Gün geçmiyor ki Suriye’nin kuzeyindeki İdlib bölgesinden yeni çatışma haberleri gelmesin ve bombaların altında can veren ya da yaralanan sivillere dair trajik görüntüler yansımasın...
Bunlar, üç hafta önce Moskova’da varılan ateşkes anlaşmasına rağmen oluyor. Açıkçası, Esad rejiminin kara ve hava kuvvetlerinin bölgedeki saldırıları hiçbir şey olmamış gibi devam ediyor.
İki ülke lideri de bu konuda yapılan çağrılara ve uyarılara rağmen bildiklerini okuyor.

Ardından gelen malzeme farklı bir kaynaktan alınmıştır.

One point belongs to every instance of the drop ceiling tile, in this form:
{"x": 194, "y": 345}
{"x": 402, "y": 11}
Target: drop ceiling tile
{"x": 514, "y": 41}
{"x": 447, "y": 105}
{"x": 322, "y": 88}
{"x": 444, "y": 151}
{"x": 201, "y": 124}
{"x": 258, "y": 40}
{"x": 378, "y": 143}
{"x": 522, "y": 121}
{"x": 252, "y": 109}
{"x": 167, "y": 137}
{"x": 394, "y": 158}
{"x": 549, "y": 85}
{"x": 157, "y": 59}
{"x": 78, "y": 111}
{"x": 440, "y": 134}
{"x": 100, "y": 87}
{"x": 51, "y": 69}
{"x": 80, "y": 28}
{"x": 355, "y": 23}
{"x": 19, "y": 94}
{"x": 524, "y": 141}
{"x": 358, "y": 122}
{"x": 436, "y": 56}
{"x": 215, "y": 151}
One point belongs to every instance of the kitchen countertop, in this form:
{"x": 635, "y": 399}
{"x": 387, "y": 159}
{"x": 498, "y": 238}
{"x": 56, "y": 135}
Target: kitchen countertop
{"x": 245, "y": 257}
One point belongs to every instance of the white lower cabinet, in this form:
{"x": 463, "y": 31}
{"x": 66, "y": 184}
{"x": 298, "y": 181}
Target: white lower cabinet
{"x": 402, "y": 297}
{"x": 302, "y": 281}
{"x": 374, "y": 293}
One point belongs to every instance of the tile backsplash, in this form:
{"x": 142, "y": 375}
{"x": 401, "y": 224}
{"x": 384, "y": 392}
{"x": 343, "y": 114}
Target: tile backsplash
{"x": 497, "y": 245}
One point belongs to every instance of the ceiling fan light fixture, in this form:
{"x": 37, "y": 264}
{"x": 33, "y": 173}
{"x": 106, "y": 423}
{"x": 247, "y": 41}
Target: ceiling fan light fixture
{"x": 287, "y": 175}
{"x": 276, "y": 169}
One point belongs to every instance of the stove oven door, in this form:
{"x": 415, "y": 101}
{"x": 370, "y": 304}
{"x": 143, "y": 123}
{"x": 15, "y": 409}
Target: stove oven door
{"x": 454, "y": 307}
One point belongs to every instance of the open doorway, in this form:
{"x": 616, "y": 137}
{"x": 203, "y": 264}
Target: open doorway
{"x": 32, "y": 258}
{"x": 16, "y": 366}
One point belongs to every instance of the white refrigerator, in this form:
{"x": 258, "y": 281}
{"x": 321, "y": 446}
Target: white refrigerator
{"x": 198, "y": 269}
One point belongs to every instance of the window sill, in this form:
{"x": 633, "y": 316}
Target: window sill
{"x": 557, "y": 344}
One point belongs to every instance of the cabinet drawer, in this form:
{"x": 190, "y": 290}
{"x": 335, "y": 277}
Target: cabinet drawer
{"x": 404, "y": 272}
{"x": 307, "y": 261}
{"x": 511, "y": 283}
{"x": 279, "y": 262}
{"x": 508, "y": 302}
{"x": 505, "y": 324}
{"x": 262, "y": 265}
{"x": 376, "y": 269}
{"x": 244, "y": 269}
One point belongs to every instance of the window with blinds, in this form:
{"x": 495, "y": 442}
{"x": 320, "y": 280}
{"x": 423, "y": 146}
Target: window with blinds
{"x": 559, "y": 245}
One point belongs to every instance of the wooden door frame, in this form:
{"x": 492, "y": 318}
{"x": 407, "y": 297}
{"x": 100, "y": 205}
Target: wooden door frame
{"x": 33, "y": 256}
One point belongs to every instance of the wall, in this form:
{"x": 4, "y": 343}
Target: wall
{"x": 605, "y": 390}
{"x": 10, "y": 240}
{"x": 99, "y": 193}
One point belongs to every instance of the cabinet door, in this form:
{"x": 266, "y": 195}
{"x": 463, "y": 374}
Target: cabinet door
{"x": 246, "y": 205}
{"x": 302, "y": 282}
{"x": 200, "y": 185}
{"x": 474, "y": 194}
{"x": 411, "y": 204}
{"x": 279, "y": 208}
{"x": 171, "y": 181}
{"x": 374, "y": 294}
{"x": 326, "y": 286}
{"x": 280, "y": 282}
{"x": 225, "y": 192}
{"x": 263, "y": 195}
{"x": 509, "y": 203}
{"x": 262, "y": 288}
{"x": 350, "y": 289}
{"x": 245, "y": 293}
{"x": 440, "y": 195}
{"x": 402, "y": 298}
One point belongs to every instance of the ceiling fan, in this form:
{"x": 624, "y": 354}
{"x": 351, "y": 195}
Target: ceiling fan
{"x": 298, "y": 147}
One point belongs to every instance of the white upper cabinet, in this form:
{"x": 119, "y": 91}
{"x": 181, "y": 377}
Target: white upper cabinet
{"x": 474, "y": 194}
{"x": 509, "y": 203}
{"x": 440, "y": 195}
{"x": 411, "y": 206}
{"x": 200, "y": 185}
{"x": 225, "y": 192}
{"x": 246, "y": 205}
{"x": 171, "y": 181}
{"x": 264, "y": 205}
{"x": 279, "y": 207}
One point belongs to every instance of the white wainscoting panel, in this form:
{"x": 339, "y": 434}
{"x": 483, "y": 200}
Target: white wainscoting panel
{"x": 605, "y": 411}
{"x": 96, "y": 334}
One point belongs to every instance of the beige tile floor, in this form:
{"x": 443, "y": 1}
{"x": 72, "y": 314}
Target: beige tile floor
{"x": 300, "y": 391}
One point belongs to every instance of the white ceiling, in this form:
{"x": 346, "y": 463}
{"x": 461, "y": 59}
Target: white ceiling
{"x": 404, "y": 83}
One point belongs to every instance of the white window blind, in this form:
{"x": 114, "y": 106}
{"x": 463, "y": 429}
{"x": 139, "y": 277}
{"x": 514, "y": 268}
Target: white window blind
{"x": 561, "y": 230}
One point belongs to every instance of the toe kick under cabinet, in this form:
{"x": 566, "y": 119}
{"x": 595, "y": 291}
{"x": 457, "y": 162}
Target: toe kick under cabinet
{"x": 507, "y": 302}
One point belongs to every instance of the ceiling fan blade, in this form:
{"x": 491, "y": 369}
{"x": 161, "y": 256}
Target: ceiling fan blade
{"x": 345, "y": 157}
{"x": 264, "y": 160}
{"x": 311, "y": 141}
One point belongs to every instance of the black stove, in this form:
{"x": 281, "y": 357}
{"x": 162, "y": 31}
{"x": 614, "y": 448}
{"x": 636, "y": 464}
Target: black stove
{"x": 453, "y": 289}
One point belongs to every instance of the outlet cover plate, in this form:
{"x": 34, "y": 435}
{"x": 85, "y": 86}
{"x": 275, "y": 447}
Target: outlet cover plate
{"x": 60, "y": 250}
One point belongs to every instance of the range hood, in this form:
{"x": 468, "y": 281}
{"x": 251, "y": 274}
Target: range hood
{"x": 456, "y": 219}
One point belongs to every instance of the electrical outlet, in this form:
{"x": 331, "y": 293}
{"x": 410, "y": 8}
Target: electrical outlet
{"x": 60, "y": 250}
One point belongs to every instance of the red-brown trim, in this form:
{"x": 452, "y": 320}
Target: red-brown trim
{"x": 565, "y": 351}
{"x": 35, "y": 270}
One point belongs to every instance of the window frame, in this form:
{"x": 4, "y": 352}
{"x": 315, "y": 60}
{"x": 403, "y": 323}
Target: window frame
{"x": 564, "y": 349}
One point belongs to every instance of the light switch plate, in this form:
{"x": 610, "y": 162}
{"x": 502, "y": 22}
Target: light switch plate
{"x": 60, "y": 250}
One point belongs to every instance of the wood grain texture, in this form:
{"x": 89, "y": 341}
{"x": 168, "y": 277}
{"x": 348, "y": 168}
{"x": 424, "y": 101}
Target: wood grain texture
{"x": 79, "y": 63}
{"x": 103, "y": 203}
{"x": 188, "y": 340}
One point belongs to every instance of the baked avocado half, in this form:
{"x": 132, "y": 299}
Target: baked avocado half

Moskova’daki anlaşmadan sonra bir umut verilmişti: Taraflar bu mutabakata tam olarak uyacaklar, silahlar susacak, İdlib’in 3 milyonu aşan sivil halkı nihayet rahat bir nefes alacaktı... Bu da yakında Cenevre’de toplanacak olan diplomatlara iç savaşın mahvettiği bu ülkenin barışa kavuşması için masaya oturma imkânını verecekti...
Ne yazık ki daha işin başında ateşkesin bozulması bu umutları sarsıyor.
Neden dinlemiyorlar?
Esad yönetiminin acımasız şekilde kendi halkını bombalamasına “dur” diyecek olan veya demesi gereken başlıca ülke, onun destekçisi, müttefiki Rusya’dır. Öteden beri Esad’ın Putin’in söylediklerine itiraz edecek durumda olmadığı düşünülür. Ancak son olaylar farklı bir tablo ortaya koyuyor. Ya Esad Putin’i dinlemiyor, bildiğini okuyor ya da Putin de Esad’a karşı kesin bir “dur” demiyor, bunun için bastırmıyor ve hatta onunla danışıklı dövüş politikasını güdüyor.
Son gelişmeler bu ikinci şıkkın daha geçerli olduğu izlenimini güçlendiriyor. Yani, daha açık bir deyişle, Putin bir yandan dünyaya ateşkesin garantörü olmayı taahhüt ederken, diğer yandan kendi savaş uçaklarını, Suriye’ninkilerle birlikte, İdlib’i bombalamaya sevk ediyor: Sonuçta, ikisi de uluslararası camianın “dur” çağrılarını dinlemiyor.
Amaç ne?
Aslında İdlib cephesinden bu gördüklerimiz, Esad’ın, Putin’in onayıyla ve desteğiyle uygulamaya çalıştığı bir stratejinin göstergesidir. Amaç, çeşitli “cihatçı” grupların kendi kontrolleri altında tuttuğu ve buradan da Şam’a karşı savaş açtığı İdlib bölgesini bu unsurlardan temizlemek, bölgeyi kendi egemenliği altına almaktır. Hedef çoluk çocuk olmasa da “teröristler”in iç içe yaşadığı siviller de bombaların altında can veriyor.
Esad’ın askeri güçleri çok zorlanmakla beraber, son aylarda dilim dilim bölgenin bazı kesimlerini ele geçirdi. Bu operasyonlarını ateşkese rağmen sürdürmek istemesinin bir nedeni de sahadaki “de facto” durumla, Cenevre Barış Konferansı’na “güçlü pozisyonda” gitmektir. Bu aynı zamanda Rusya’nın da benimsediği ve desteklediği bir stratejidir.
Türkiye açısından
İdlib’deki ateşkesin başlıca mimarı olan Türkiye bu işi Rusya ile yürütmeye çalışıyor. Ancak son çatışmalar ve Moskova’nın Ankara’nın ısrarlı çağrılarına rağmen sürdürdüğü tutum, Türkiye’de de düş kırıklığı yarattı. Türk yetkilileri bu konudaki duygularını demeçlerinde açıkça dile getiriyorlar. Bununla beraber, Cumhurbaşkanı Erdoğan’ın belirttiği önemli bir husus var: Ankara, İdlib konusunda Moskova ile farklı (hatta zıt) pozisyonlarına rağmen, “stratejik ilişkilerini” aynen sürdürmeye kararlıdır. Yani açıkçası, Türkiye Rusya ile ilişkilerinde her şeyden önce kendi çıkarlarına öncelik vermektedir.
Kuşkusuz Putin İdlib dramına son verecek adımları atarsa, bu Türk diplomasisini ve de kamuoyunu rahatlatacaktır.